Lance Phillips: These Indicium Tales
I just wrote the following blurb for Lance Phillips' third book, to be published, like the first two, by Ahsahta Press. A blurb is also a review, so I'm issuing this one two or three months in advance of the book's publication:
Lance Phillips’ poetry takes us immediately into a carnal theater where the word and its thing stagger under the weight of their attraction for each other. Thus actions which are rational and understandable in real life, like having sex and then touching your ear, take on enthralling intensity. The drama of representation is also heightened because the visual frame is a series of quickly changing keyholes; each foreshortened view has immediacy. This is not conventional poetry, in which voluptuous intentions are pursued by means of poetic rhetoric. Lance Phillips’ poetry models consciousness itself. So description won’t do; it’s too removed and slow. Rather than reconstitute, the poet enacts: “Desire and perception meld: moist crease, sun / Wasp, it filled his mouth.” We are first witnesses as now, and again now, worlds interact: “On lips here her body in birds of the air.” To read this book is to experience a series of transformations; in effect, to learn to read all over again.
Labels: Ahsahta Press, Lance Phillips, lyric poetry
3 Comments:
Hi Paul,
I just read your intro to Postmodern American Poetry and enjoyed it very much. Yes I know a long time ago but I came across the book in a used store. Now I want to read more of your work including The Novel.

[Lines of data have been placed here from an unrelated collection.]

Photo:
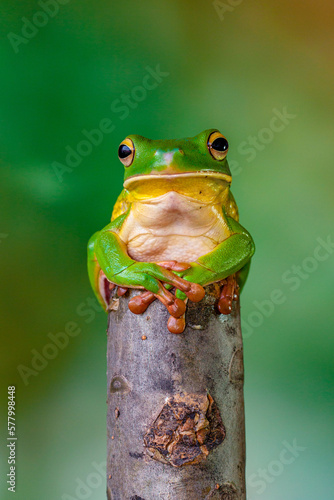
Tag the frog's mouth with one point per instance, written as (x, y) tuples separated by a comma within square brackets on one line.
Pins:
[(210, 175)]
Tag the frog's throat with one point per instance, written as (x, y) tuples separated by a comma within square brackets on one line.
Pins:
[(211, 174)]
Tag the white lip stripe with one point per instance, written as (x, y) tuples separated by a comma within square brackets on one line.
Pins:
[(209, 173)]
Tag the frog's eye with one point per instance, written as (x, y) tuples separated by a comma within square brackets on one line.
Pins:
[(217, 145), (126, 152)]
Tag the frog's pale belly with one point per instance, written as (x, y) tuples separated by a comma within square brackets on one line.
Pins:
[(173, 227)]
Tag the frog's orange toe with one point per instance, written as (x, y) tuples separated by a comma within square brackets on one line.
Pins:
[(177, 308), (140, 303), (176, 325)]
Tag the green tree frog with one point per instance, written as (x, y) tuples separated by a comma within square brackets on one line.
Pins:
[(174, 228)]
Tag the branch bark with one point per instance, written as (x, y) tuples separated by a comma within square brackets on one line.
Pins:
[(175, 420)]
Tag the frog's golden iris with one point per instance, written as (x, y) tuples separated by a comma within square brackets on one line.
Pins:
[(218, 145), (126, 152)]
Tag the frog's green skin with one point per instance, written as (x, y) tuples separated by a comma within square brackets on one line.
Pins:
[(176, 206)]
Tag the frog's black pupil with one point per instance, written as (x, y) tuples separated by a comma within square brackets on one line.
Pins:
[(220, 144), (124, 151)]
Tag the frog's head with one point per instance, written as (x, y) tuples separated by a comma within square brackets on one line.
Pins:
[(156, 166)]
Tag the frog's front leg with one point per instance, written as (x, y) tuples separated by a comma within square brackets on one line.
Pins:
[(119, 268), (229, 261)]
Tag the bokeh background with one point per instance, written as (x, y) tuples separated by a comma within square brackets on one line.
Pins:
[(233, 65)]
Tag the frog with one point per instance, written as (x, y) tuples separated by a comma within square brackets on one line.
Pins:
[(174, 228)]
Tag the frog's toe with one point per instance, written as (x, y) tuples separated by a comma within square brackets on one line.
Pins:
[(122, 291), (140, 303), (196, 292), (176, 307), (229, 292)]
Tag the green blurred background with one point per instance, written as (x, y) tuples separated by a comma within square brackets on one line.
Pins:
[(228, 67)]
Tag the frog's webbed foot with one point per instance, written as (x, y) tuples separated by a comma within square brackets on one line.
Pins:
[(229, 292)]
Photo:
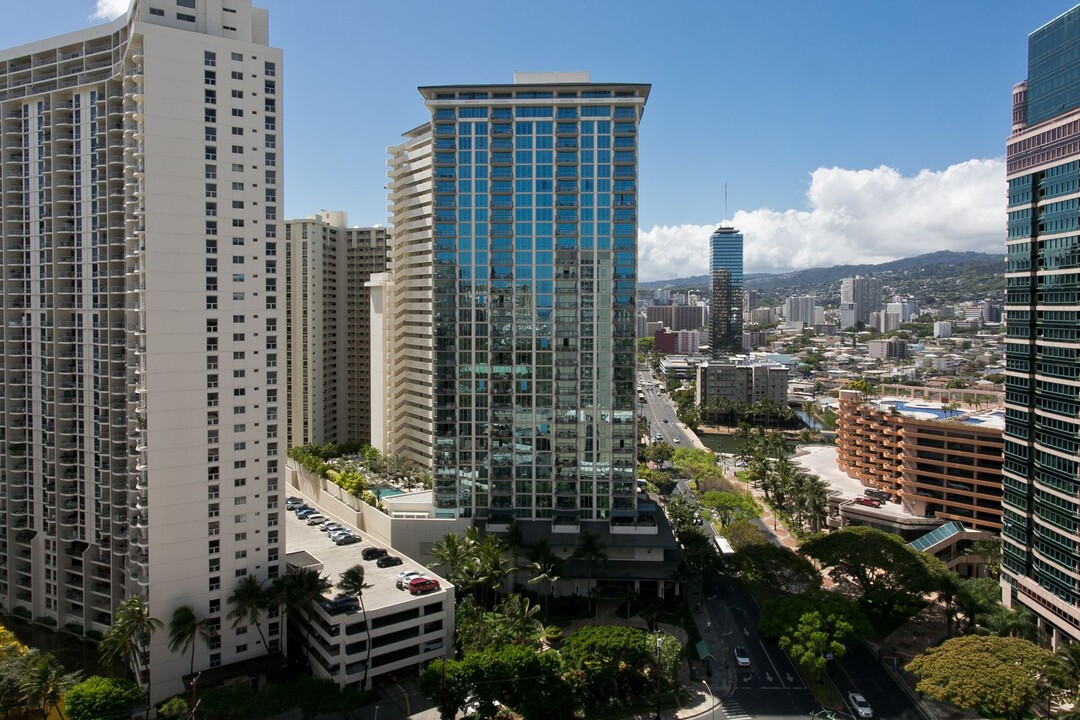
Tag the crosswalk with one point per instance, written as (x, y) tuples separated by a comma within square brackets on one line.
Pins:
[(733, 710)]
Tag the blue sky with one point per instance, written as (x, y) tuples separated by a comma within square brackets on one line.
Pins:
[(845, 131)]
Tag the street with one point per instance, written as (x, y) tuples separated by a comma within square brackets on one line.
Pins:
[(770, 688)]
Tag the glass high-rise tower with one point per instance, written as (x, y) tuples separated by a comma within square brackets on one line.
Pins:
[(726, 302), (726, 253), (1041, 493), (521, 375)]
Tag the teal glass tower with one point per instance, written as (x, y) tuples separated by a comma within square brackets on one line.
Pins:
[(1041, 471), (535, 265), (725, 253)]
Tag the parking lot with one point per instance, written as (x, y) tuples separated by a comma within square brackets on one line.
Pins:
[(300, 537)]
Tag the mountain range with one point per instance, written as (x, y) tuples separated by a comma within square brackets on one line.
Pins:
[(931, 265)]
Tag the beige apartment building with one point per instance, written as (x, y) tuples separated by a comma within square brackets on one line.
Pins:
[(327, 298), (948, 467), (140, 179)]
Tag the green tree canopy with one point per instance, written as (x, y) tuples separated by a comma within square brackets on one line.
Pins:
[(783, 615), (775, 567), (97, 697), (730, 505), (887, 574), (993, 676)]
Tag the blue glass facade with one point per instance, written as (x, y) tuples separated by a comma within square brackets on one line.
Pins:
[(1041, 469), (1053, 71), (535, 269), (725, 253)]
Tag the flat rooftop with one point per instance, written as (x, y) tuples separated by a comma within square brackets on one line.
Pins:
[(820, 460), (929, 410), (302, 538)]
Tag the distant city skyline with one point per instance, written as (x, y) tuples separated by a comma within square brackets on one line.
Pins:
[(846, 132)]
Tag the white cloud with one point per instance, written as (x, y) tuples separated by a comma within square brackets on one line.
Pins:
[(107, 10), (865, 216)]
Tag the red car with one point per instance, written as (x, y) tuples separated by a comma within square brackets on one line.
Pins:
[(420, 585)]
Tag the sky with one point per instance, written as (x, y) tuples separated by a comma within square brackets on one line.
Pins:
[(838, 131)]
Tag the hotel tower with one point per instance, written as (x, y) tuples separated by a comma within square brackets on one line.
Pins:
[(140, 181)]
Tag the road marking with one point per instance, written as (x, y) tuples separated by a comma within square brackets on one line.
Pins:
[(733, 710), (766, 651)]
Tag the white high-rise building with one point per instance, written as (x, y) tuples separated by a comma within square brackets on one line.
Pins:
[(142, 181)]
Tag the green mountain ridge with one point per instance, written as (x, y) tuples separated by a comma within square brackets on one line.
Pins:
[(929, 265)]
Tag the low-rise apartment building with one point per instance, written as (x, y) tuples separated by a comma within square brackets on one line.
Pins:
[(936, 462)]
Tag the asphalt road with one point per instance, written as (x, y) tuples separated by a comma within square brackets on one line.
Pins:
[(770, 689), (657, 408)]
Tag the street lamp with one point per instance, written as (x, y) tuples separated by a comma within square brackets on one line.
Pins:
[(659, 642)]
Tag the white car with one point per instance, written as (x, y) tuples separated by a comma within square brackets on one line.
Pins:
[(860, 705)]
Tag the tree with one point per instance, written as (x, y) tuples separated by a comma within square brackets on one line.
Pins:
[(175, 707), (989, 549), (730, 505), (814, 640), (300, 589), (545, 569), (887, 574), (352, 582), (127, 641), (450, 552), (520, 616), (591, 551), (993, 676), (742, 533), (777, 568), (185, 627), (97, 697), (247, 602), (45, 682)]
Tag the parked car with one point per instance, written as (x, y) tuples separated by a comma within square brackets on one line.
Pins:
[(861, 707), (420, 585), (405, 575), (340, 603)]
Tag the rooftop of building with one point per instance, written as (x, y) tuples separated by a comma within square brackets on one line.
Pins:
[(307, 545), (929, 410)]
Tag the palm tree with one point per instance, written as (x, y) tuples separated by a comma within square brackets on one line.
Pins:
[(520, 615), (127, 641), (815, 502), (514, 542), (44, 683), (591, 549), (493, 566), (185, 627), (451, 552), (248, 600), (545, 570), (351, 582)]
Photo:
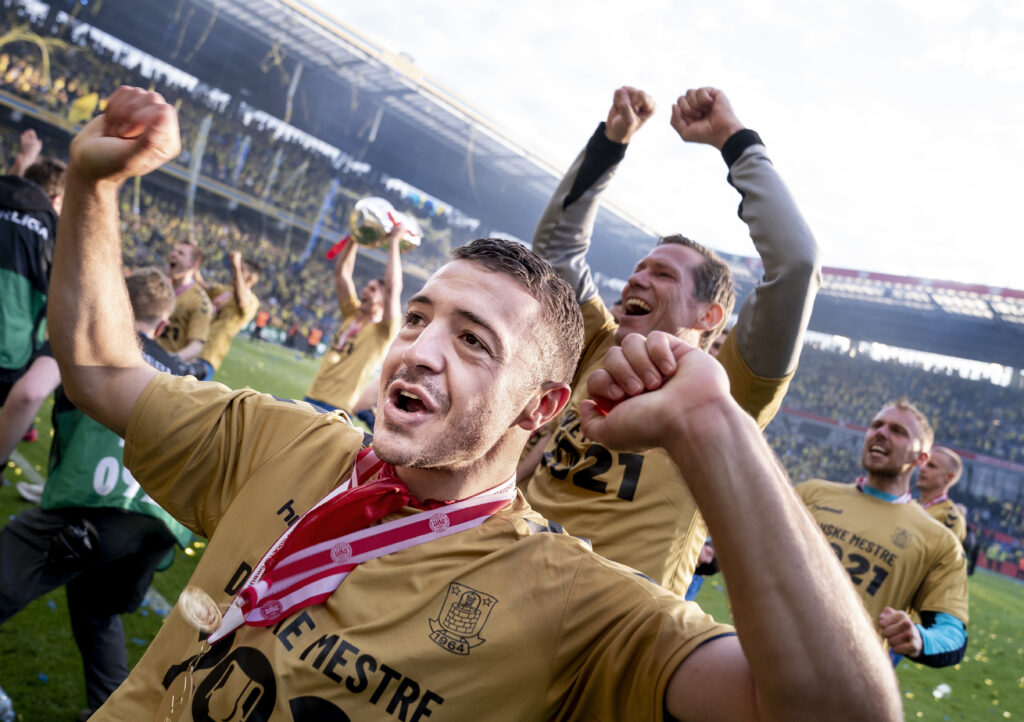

Here's my literary blog...
http://www.blogcatalog.com/blog/the-reading-diary-of-christopher-willard
best wishes,
Christopher Willard
No offense to you, Paul, you're a suave and intelligent man, but to me this is typical of the blurb - earnest but vague in statement, and not descriptive of the poetry itself. A few words of simple chacterization (these poems tell stories, these poems work by associational logic, thse poems are metered, etc.) could go a long way I think. Anyway, I don't mean to be a carping sideliner, but "voluptuous intentions," "poetic rhetoric," "reconstituting vs. enacting," etc, all seem dubious to me.
But is a blurb really a review? Seeing as how no-one in their right mind would put a negative blurb on the back of their book, that isn't really accurate is it? A review is uncensored, and often unsolicited. Or am I wrong?
Enjoying your blog, by the way. Interesting writing.